# ExtractParams

ExtractParams configures metadata extraction from document chunks using LLM analysis.

## Example

```typescript
import { MDocument } from '@mastra/rag'

const doc = MDocument.fromText(text)
const chunks = await doc.chunk({
  extract: {
    title: true, // Extract titles using default settings
    summary: true, // Generate summaries using default settings
    keywords: true, // Extract keywords using default settings
  },
})

// Example output:
// chunks[0].metadata = {
//   documentTitle: "AI Systems Overview",
//   sectionSummary: "Overview of artificial intelligence concepts and applications",
//   excerptKeywords: "KEYWORDS: AI, machine learning, algorithms"
// }
```

## Parameters

The `extract` parameter accepts the following fields:

**title** (`boolean | TitleExtractorsArgs`): Enable title extraction. Set to true for default settings, or provide custom configuration.
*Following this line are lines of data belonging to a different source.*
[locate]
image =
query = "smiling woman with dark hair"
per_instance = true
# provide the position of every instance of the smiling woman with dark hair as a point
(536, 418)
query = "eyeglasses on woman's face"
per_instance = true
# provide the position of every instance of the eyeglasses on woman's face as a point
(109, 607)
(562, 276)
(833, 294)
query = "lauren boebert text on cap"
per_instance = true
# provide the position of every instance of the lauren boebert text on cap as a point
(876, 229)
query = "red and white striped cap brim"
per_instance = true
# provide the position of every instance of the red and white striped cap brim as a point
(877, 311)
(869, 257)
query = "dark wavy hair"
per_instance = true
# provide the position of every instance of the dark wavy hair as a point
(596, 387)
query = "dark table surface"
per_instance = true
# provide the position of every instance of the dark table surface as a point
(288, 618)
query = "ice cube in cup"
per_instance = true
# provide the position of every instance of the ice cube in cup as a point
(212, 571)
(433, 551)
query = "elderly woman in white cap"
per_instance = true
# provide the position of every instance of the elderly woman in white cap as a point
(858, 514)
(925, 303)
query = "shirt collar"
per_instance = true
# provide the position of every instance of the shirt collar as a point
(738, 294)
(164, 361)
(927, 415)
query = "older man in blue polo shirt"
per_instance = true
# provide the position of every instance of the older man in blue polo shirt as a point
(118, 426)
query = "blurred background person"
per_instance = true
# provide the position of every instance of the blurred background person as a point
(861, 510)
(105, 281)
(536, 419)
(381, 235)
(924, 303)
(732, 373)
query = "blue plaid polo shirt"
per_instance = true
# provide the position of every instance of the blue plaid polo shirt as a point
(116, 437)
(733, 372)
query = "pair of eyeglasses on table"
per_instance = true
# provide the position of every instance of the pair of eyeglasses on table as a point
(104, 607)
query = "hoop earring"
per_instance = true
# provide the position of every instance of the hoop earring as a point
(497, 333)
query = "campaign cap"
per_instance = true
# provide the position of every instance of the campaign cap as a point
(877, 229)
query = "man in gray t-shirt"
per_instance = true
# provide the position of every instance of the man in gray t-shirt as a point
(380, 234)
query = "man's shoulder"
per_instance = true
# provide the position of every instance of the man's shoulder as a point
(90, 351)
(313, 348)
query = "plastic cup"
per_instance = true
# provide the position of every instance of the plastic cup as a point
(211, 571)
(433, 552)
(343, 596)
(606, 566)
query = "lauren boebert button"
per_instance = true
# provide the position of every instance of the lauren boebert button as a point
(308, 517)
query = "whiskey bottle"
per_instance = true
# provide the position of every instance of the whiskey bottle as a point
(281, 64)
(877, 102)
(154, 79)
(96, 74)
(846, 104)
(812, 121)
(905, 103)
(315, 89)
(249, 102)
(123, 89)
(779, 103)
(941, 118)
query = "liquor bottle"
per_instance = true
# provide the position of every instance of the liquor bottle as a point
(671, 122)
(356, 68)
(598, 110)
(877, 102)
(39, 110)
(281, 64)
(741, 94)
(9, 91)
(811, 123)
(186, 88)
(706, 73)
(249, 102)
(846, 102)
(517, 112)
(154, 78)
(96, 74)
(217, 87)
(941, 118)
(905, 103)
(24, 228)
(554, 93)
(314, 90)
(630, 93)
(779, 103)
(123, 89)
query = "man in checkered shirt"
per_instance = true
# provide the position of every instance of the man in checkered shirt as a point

**summary** (`boolean | SummaryExtractArgs`): Enable summary extraction. Set to true for default settings, or provide custom configuration.

**questions** (`boolean | QuestionAnswerExtractArgs`): Enable question generation. Set to true for default settings, or provide custom configuration.

**keywords** (`boolean | KeywordExtractArgs`): Enable keyword extraction. Set to true for default settings, or provide custom configuration.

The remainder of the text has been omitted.